Rdatatable / data.table

R's data.table package extends data.frame:
http://r-datatable.com
Mozilla Public License 2.0
3.62k stars 986 forks source link

Add a dateFormat argument to fread #5006

Open Julien-Lopez opened 3 years ago

Julien-Lopez commented 3 years ago

As described in this Stack Overflow thread, it would be nice to be able to specify the format of dates types that are automatically detected by fread.

data.table::fread("date\n10-10-2020", dateFormat="%d-%m-%y")

Since both as.Date and as.POSIXct seem to support formatting, I assume it wouldn't be difficult to implement with one format. Maybe this could be extended to a vector of formats? Also, the empty vector could be used to disable the detection entirely thus falling back to the old behavior if needed by the user.

MichaelChirico commented 3 years ago

caveat: I think there is a typo in your example, the example doesn't look like it's in %d-%m-%y format... I'm assuming anyway that it's right in what I write below

fread() does not and I think will never support native detection of/customization to non-default date formats during import in C. It's just too much of a maintenance burden IMO, with no clearly defined scope (why cater to this format, but not this one? scope creep abounds). In cases where it really is a performance burden (e.g. 10M / 100M + rows), please try and correct the data upstream to be produced in a standard format.

So that leaves supporting a way to provide formats in the fread signature that would be applied at the R level. The first thing that comes to mind would be to extend colClasses, e.g.

data.table::fread("date\n2020-10-10", colClasses = list(date = function(x) as.POSIXct(x, "%d-%m-%y")))

Or perhaps a new argument with dateFormat:

data.table::fread("date\n2020-10-10", colClasses = list(Date = "date"), dateFormat = "%d-%m-%y")

and as.Date() is called as as.Date(x, dateFormat) internally.

This is not bad, but to we also need a timeFormat? or is the argument like formatting_args = c(Date = "%d-%m-%y", POSIXct = "%d-%m-%y %T")?

Ultimately, given that there's no performance benefit, I'm a bit loath to implement this myself.

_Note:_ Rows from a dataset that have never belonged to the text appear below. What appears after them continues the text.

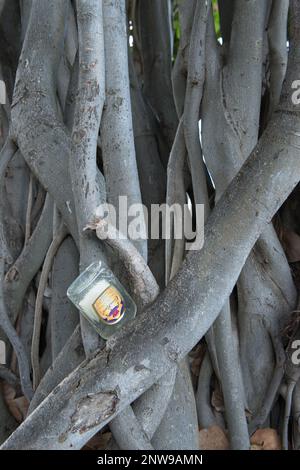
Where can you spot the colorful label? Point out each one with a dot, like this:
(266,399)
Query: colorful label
(109,306)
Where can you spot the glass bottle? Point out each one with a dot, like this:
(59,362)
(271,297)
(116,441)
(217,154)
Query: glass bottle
(102,299)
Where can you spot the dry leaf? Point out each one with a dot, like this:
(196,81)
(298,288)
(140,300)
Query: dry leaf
(213,438)
(291,243)
(18,407)
(196,357)
(265,439)
(98,442)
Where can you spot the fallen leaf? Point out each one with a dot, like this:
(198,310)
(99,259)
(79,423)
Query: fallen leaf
(98,442)
(291,244)
(18,407)
(265,439)
(213,438)
(196,357)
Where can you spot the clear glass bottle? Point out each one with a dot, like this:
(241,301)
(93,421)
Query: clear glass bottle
(102,299)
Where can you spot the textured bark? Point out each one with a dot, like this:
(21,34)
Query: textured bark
(140,98)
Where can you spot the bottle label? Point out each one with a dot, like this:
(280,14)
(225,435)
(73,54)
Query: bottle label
(109,306)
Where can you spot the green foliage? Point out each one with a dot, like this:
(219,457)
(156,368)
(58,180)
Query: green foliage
(176,23)
(216,17)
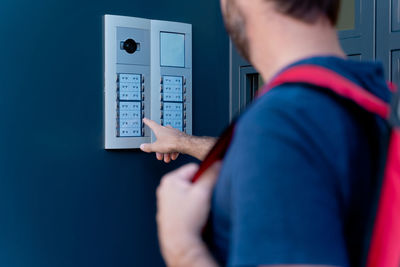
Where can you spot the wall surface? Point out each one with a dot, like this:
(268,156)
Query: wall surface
(64,201)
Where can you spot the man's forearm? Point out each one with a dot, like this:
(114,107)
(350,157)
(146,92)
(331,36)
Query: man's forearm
(196,256)
(194,146)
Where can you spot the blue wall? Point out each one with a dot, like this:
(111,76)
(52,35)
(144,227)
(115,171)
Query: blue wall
(64,201)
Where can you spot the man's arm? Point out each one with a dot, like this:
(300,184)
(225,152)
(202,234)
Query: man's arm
(182,212)
(170,142)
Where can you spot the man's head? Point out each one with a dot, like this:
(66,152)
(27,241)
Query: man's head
(306,11)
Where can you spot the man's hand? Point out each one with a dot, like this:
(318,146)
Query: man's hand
(170,142)
(167,141)
(182,212)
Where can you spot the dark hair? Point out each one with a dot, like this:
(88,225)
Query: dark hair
(309,10)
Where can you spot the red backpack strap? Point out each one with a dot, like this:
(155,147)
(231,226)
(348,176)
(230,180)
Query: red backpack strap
(325,78)
(217,152)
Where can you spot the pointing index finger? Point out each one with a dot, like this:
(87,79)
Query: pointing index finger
(152,124)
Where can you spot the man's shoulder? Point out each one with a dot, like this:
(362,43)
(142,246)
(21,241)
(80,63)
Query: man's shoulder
(299,102)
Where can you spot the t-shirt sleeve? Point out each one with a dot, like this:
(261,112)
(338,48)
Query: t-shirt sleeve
(286,199)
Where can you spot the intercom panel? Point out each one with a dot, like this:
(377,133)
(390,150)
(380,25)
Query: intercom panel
(148,73)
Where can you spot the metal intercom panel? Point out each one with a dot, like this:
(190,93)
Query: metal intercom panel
(148,73)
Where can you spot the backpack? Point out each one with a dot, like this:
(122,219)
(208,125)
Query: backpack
(384,247)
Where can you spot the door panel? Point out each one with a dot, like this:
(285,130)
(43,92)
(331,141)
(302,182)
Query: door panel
(356,33)
(388,36)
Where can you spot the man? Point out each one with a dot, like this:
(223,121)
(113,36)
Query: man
(296,184)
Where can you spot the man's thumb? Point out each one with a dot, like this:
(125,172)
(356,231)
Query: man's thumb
(148,148)
(209,178)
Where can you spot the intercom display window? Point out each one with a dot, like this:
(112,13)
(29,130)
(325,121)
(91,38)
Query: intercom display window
(173,115)
(130,106)
(173,88)
(172,46)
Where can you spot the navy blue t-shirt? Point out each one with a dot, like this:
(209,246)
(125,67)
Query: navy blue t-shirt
(298,181)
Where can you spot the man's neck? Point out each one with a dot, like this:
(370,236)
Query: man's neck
(289,41)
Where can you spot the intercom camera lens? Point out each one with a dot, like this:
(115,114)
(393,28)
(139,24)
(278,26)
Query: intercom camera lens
(130,46)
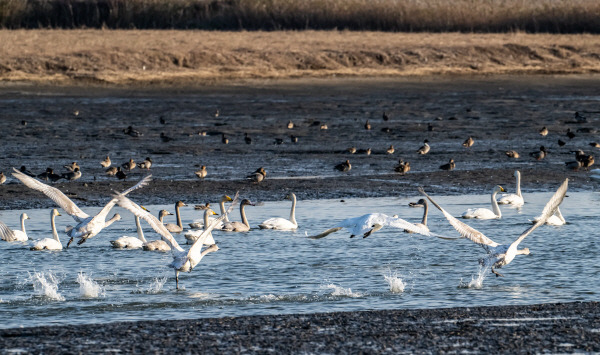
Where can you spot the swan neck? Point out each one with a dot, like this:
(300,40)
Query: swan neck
(293,211)
(139,229)
(23,223)
(222,207)
(111,221)
(495,207)
(53,224)
(243,214)
(178,216)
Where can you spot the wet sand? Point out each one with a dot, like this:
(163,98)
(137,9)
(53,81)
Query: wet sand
(39,129)
(547,328)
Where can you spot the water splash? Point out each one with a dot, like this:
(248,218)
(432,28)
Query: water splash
(340,291)
(476,282)
(45,284)
(88,288)
(395,283)
(155,287)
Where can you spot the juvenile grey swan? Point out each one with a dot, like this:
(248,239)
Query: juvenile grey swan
(87,226)
(183,261)
(176,228)
(500,255)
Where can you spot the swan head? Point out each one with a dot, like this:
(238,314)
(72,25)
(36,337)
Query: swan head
(212,248)
(164,213)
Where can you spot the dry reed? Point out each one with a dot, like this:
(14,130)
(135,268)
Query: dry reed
(546,16)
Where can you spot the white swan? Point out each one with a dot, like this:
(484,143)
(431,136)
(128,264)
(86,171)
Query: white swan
(176,228)
(513,199)
(16,235)
(282,223)
(236,226)
(182,260)
(502,254)
(192,236)
(126,242)
(367,224)
(87,226)
(49,243)
(198,224)
(556,219)
(423,223)
(484,213)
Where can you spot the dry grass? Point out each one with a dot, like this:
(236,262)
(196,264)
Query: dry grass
(552,16)
(197,57)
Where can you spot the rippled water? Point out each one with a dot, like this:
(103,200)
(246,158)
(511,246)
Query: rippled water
(271,272)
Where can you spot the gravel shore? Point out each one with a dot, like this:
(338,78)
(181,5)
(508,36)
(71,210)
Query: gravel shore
(546,328)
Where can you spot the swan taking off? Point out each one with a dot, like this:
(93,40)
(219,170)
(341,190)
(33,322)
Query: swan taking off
(484,213)
(182,260)
(502,254)
(87,226)
(367,224)
(282,223)
(49,243)
(513,199)
(16,235)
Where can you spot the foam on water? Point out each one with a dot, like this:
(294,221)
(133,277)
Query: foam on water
(88,288)
(45,284)
(340,291)
(395,283)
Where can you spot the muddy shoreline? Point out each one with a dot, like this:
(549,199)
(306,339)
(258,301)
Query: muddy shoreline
(40,129)
(554,328)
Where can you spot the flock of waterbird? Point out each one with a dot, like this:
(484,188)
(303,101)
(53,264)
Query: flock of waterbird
(202,241)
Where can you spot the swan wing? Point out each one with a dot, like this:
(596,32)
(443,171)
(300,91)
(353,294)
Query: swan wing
(152,221)
(6,233)
(54,194)
(463,229)
(548,211)
(399,223)
(196,248)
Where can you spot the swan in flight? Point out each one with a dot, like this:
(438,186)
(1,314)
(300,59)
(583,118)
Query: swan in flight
(282,223)
(513,199)
(176,228)
(556,219)
(367,224)
(192,236)
(198,224)
(484,213)
(87,226)
(49,243)
(500,255)
(236,226)
(183,261)
(14,235)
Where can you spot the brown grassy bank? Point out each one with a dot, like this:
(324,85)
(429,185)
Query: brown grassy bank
(198,57)
(553,16)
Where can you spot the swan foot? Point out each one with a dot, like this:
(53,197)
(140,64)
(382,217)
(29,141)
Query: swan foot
(497,273)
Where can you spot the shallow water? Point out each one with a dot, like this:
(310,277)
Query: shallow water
(271,272)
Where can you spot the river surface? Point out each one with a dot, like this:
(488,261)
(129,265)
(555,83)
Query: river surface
(276,272)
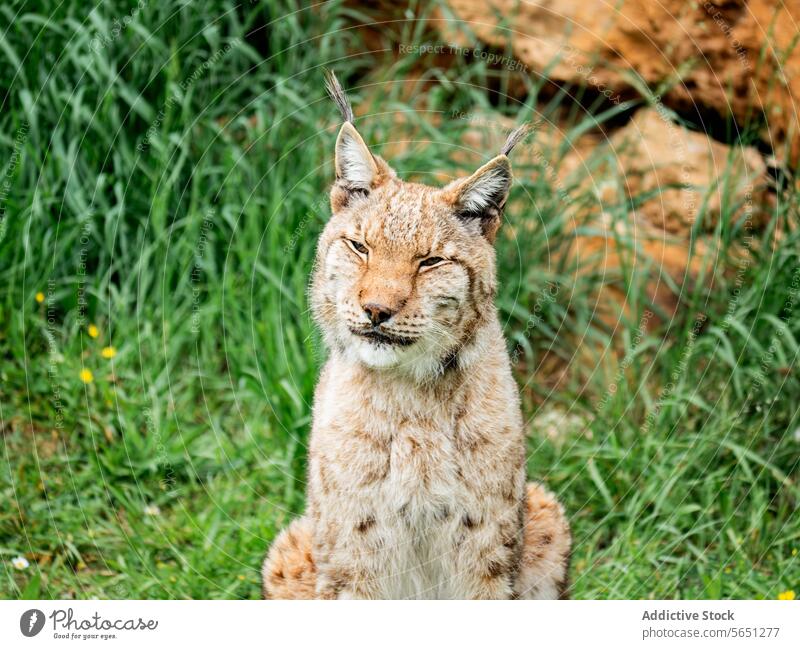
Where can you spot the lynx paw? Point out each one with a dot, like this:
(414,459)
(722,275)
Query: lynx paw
(546,548)
(289,571)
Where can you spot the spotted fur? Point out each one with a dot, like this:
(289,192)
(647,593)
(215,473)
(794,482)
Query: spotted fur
(416,482)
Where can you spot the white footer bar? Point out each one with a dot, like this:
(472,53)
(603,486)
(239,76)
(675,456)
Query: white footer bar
(387,625)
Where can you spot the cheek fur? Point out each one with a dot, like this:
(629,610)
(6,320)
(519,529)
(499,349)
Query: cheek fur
(443,290)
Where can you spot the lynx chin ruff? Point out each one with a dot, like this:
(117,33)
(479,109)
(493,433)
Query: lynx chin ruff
(416,485)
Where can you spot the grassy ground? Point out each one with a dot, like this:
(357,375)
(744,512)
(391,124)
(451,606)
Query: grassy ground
(166,183)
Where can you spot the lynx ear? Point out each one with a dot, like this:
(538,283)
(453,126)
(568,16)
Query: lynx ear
(357,171)
(479,199)
(355,166)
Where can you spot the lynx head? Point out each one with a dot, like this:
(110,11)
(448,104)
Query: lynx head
(405,273)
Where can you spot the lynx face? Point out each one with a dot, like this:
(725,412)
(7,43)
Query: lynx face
(405,272)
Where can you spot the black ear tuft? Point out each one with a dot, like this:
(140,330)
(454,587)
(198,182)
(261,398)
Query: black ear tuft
(484,194)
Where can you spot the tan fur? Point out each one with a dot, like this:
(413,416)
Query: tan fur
(417,457)
(290,573)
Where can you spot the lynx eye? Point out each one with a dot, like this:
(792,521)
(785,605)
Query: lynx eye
(431,261)
(360,248)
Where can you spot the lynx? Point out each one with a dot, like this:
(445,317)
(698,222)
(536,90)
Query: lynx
(416,484)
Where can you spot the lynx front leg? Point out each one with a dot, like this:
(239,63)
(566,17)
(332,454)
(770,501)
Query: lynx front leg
(546,548)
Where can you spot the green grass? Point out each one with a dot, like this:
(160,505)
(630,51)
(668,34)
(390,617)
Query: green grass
(168,475)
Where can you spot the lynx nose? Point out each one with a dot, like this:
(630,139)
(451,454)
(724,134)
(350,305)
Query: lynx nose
(377,313)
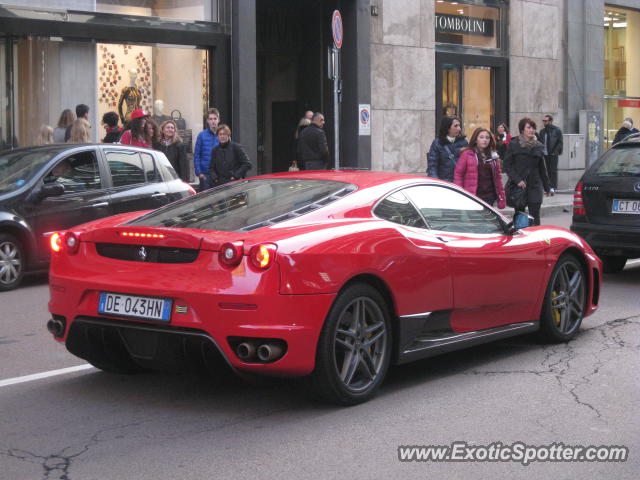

The following looks OK to me:

DT = data.table::fread("date\n2020-10-10")
DT[ , date := as.Date(as.character(date), "%d-%m-%y")]

or

DT = data.table::fread("date\n2020-10-10", colClasses="character")
DT[ , date := as.Date(date, "%d-%m-%y")]

And lapply() versions for handling many columns are ~ the same.

MichaelChirico commented 3 years ago

I wonder if it's possible to just have ... as an fread argument, and send ... to whatever as method is being used by colClasses... that could probably buy us a decent amount of flexibility without being too specific.

jangorecki commented 3 years ago

Related issue #1656

Julien-Lopez commented 3 years ago

Apologies for the typo in the example. I fixed it.

Thank you for the answers! Looking at the source code of fread, I was hoping that indeed the transfer of the format argument to as.Date and as.POSIXct would be an easy enough change.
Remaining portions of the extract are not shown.